I've had a lot of fun at bars in my time. Usually the experience was aided by the warm, fuzzy feeling brought on by having a few drinks, but the warmest, fuzziest feeling I have ever had in a bar came without even a sniff of beer.
Watching Canada's Olympic hockey team march to the gold medal during last February's Olympic Games in Salt Lake City, Utah, right here on campus at The Wave, with hundreds of other screaming university students of both sexes and many races, was one of the most unique experiences of my life.
Bringing Canadians together seems to be what hockey does best. Forgive the fromage factor here, but there is no debating what this game means to the people of Canada.

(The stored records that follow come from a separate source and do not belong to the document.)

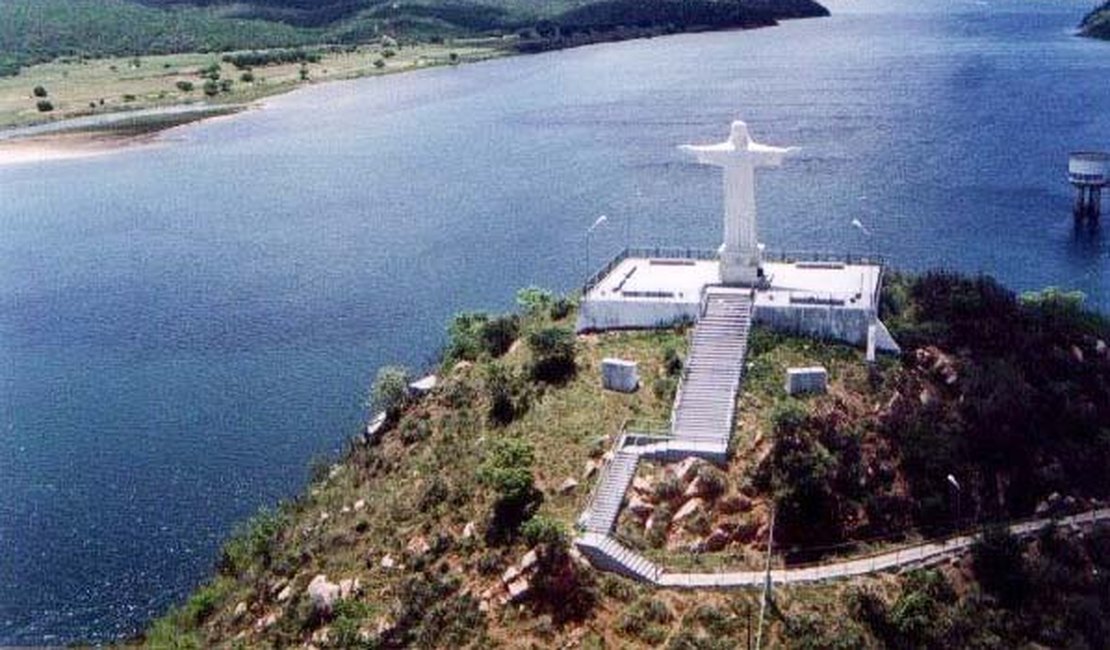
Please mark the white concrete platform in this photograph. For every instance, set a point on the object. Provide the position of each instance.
(827, 298)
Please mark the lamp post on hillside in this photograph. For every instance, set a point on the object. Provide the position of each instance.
(601, 220)
(959, 491)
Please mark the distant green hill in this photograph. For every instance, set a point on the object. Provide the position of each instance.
(1097, 23)
(39, 30)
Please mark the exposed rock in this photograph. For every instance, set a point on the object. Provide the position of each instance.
(350, 587)
(518, 588)
(639, 507)
(511, 574)
(717, 540)
(322, 636)
(734, 504)
(285, 593)
(268, 620)
(419, 546)
(696, 488)
(687, 468)
(530, 559)
(591, 469)
(323, 595)
(687, 509)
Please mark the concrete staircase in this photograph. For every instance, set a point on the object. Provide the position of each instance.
(702, 425)
(705, 407)
(609, 555)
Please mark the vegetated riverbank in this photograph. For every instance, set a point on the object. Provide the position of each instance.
(1097, 23)
(78, 87)
(412, 538)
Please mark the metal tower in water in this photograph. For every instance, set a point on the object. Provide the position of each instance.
(1088, 171)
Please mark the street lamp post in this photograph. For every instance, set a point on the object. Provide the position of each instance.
(589, 231)
(959, 493)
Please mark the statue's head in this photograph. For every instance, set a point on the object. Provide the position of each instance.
(739, 134)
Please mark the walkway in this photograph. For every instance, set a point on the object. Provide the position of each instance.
(702, 425)
(922, 555)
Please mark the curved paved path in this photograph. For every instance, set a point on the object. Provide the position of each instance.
(921, 555)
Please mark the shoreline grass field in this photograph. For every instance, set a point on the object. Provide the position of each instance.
(155, 89)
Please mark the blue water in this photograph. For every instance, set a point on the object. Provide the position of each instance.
(182, 327)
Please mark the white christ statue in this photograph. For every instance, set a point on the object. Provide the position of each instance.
(739, 156)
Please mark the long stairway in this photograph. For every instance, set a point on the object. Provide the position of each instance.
(612, 486)
(706, 404)
(702, 425)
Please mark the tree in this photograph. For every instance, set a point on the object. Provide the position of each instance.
(534, 302)
(390, 393)
(507, 469)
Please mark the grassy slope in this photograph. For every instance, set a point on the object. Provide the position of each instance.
(1097, 23)
(421, 484)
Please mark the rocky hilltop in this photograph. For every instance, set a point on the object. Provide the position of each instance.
(450, 522)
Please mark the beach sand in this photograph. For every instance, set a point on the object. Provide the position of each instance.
(68, 146)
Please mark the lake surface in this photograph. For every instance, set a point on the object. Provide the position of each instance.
(183, 327)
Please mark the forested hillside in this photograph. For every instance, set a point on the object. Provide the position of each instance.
(1097, 23)
(39, 30)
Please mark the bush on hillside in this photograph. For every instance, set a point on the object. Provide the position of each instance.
(390, 393)
(553, 349)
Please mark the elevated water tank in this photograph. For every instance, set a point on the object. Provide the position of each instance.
(1089, 168)
(1088, 171)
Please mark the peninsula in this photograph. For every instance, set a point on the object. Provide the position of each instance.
(707, 449)
(61, 60)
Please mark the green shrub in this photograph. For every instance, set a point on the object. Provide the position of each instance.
(506, 392)
(535, 302)
(788, 416)
(507, 468)
(252, 544)
(553, 349)
(543, 530)
(672, 361)
(714, 481)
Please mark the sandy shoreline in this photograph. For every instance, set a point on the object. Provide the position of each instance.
(67, 146)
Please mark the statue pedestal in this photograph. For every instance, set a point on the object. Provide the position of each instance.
(739, 267)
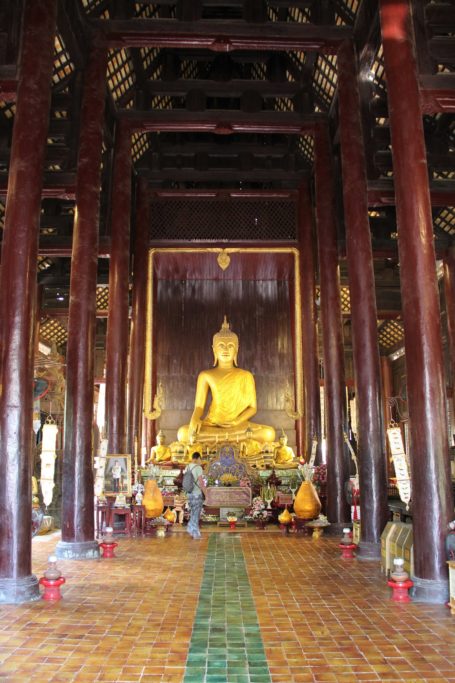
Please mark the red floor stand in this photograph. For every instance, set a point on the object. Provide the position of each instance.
(51, 581)
(399, 582)
(108, 545)
(346, 545)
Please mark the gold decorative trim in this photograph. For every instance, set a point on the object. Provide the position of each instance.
(298, 365)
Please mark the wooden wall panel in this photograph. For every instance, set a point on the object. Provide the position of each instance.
(187, 315)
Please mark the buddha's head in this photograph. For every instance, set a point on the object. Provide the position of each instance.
(225, 345)
(283, 439)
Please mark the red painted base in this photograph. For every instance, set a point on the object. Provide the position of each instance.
(108, 549)
(347, 550)
(400, 590)
(52, 588)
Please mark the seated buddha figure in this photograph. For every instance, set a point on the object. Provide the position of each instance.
(233, 395)
(160, 452)
(250, 448)
(194, 446)
(284, 456)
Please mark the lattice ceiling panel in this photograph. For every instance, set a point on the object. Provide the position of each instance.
(390, 334)
(102, 298)
(325, 80)
(346, 11)
(445, 220)
(63, 66)
(52, 330)
(139, 145)
(120, 73)
(223, 220)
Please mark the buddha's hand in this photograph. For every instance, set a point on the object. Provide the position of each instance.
(195, 425)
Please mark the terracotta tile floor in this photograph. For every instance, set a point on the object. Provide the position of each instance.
(131, 619)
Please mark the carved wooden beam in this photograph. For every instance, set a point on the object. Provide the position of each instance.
(55, 185)
(232, 88)
(437, 93)
(381, 193)
(222, 36)
(220, 122)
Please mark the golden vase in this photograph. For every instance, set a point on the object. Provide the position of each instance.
(307, 504)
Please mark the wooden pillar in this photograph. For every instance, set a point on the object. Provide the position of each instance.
(138, 316)
(431, 484)
(372, 469)
(117, 324)
(312, 405)
(338, 510)
(18, 299)
(77, 486)
(449, 294)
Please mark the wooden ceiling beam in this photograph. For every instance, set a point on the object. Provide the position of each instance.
(233, 88)
(222, 36)
(223, 175)
(221, 122)
(381, 193)
(56, 185)
(437, 93)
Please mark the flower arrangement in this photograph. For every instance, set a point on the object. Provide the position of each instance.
(228, 479)
(258, 509)
(320, 475)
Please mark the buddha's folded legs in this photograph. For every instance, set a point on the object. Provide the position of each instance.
(209, 433)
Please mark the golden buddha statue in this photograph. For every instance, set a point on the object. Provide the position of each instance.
(250, 448)
(194, 446)
(284, 456)
(233, 397)
(160, 452)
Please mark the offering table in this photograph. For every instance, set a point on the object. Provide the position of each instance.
(228, 497)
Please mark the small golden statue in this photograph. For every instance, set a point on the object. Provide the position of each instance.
(194, 446)
(250, 448)
(284, 456)
(160, 452)
(233, 397)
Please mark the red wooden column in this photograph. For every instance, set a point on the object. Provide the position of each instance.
(138, 316)
(372, 469)
(312, 405)
(338, 511)
(449, 293)
(18, 299)
(118, 323)
(77, 486)
(431, 485)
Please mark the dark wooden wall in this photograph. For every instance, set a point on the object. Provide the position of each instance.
(187, 315)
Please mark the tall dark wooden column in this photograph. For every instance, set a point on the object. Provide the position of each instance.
(117, 324)
(138, 317)
(18, 299)
(312, 405)
(449, 294)
(431, 485)
(77, 486)
(372, 465)
(338, 510)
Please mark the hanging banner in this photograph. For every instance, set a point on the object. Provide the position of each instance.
(400, 464)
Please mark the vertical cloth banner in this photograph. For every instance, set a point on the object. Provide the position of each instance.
(400, 462)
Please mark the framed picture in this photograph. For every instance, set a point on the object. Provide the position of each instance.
(117, 475)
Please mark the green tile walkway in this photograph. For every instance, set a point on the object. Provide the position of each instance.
(226, 644)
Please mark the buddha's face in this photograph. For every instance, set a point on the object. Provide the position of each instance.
(225, 351)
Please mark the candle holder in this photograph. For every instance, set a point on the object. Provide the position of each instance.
(108, 544)
(399, 582)
(52, 580)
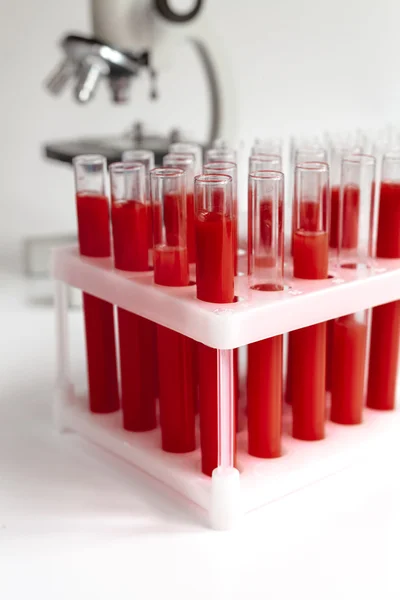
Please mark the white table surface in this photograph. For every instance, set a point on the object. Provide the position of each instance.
(76, 523)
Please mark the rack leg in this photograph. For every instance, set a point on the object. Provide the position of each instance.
(63, 383)
(225, 486)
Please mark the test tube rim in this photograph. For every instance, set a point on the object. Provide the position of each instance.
(170, 172)
(187, 159)
(213, 178)
(88, 159)
(220, 165)
(265, 174)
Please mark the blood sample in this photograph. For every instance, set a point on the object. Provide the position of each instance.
(264, 377)
(338, 150)
(228, 168)
(186, 163)
(130, 213)
(175, 351)
(189, 148)
(94, 241)
(385, 325)
(146, 157)
(354, 246)
(307, 346)
(221, 155)
(215, 283)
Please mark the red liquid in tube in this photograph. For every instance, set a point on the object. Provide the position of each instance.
(310, 255)
(137, 343)
(385, 326)
(388, 240)
(307, 346)
(94, 241)
(215, 283)
(175, 355)
(264, 397)
(130, 232)
(348, 368)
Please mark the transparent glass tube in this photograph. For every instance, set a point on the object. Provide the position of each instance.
(186, 162)
(228, 168)
(146, 157)
(267, 146)
(192, 148)
(265, 233)
(92, 205)
(221, 155)
(168, 196)
(130, 216)
(310, 222)
(265, 162)
(357, 190)
(214, 213)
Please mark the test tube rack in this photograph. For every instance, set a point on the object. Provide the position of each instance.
(230, 492)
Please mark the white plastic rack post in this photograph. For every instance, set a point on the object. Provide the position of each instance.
(256, 316)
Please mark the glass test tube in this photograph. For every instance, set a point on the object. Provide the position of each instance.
(130, 215)
(192, 148)
(228, 168)
(357, 192)
(265, 371)
(168, 194)
(221, 155)
(307, 346)
(175, 351)
(349, 334)
(385, 325)
(310, 239)
(267, 146)
(186, 162)
(94, 241)
(146, 157)
(215, 283)
(265, 161)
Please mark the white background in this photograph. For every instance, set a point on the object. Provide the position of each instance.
(74, 525)
(299, 65)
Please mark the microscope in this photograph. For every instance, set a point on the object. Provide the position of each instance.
(129, 37)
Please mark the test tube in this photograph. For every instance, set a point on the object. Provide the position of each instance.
(265, 161)
(192, 148)
(307, 346)
(94, 241)
(267, 146)
(356, 210)
(385, 324)
(168, 194)
(130, 213)
(349, 335)
(264, 371)
(215, 283)
(336, 155)
(221, 155)
(186, 162)
(228, 168)
(146, 157)
(175, 351)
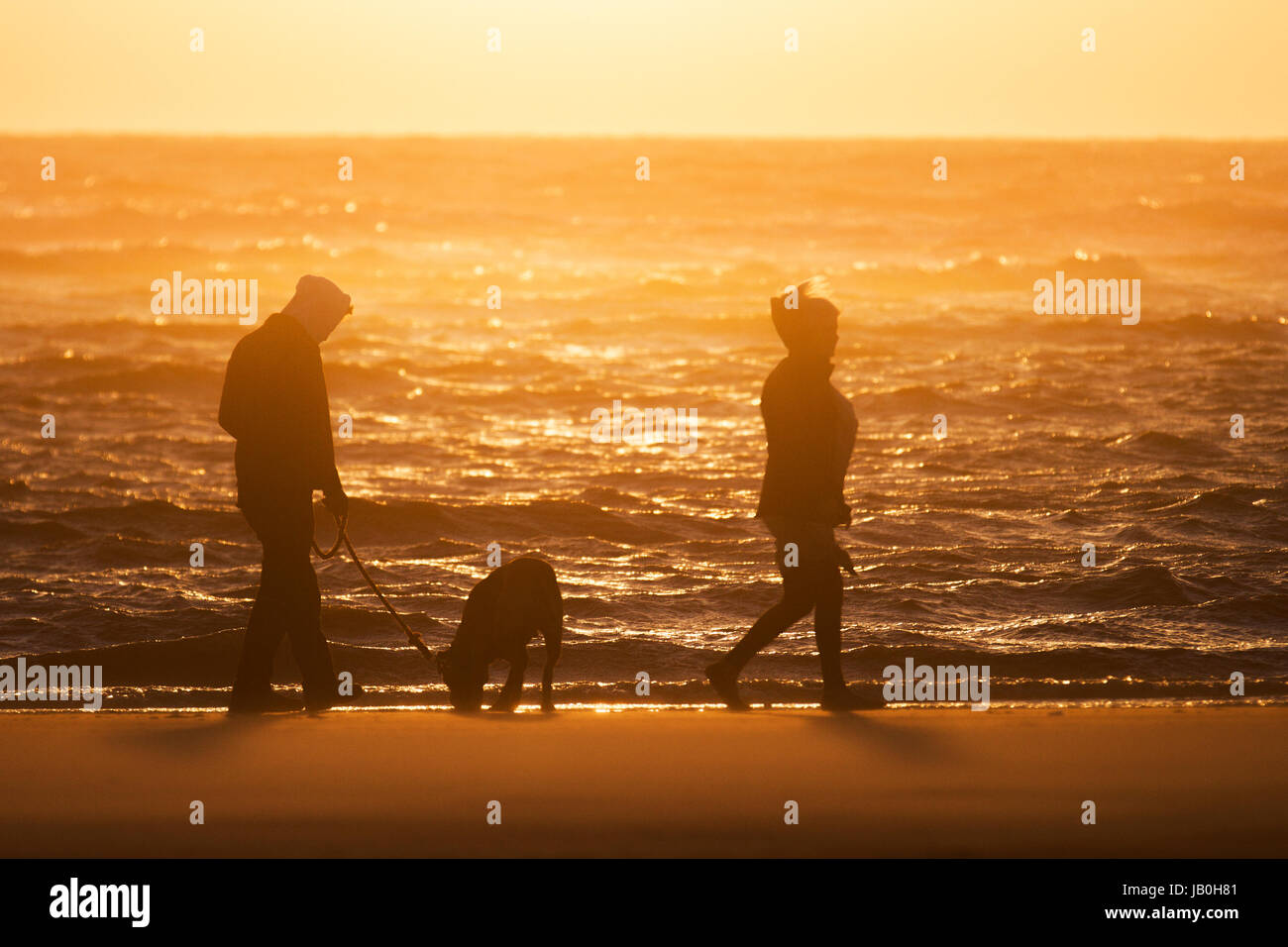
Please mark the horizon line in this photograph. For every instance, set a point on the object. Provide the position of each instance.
(625, 136)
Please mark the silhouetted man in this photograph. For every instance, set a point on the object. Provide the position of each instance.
(274, 403)
(810, 431)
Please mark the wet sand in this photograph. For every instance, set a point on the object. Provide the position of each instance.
(1166, 783)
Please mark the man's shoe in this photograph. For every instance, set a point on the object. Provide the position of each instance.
(265, 702)
(725, 684)
(844, 699)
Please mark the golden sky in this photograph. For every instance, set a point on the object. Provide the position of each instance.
(1207, 68)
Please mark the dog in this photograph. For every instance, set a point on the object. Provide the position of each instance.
(502, 613)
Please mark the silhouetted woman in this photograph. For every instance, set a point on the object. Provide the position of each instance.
(810, 431)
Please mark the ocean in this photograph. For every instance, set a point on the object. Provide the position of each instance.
(472, 424)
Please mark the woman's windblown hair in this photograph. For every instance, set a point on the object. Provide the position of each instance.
(802, 309)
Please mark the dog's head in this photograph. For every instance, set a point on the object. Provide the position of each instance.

What is debatable is just where the first face-off occurred. Toronto, Kingston and a slew of Maritime towns all make a case for being the birth place of hockey, but the most prevalent notion is the first game of hockey that has the closest resemblance to the game we know today took place in Montreal in the late 1870s.
In 1893, the dreams of young hockey players were given substance when British member of parliament Lord Stanley of Preston donated a cup to the sport, which he purchased for roughly $50. Almost immediately it was known as the Stanley Cup and became the symbol of hockey supremacy in North America.
Hockey has produced not only Canadian heroes, but also some Canadian criminals.
Former National Hockey League Players Association boss Alan Eagleson spent time in prison for defrauding players and every Toronto Maple Leafs fan shudders at the name of the late Harold Ballard. The team owner from the late '60s to the late '80s, spent time in jail during the early 1970s.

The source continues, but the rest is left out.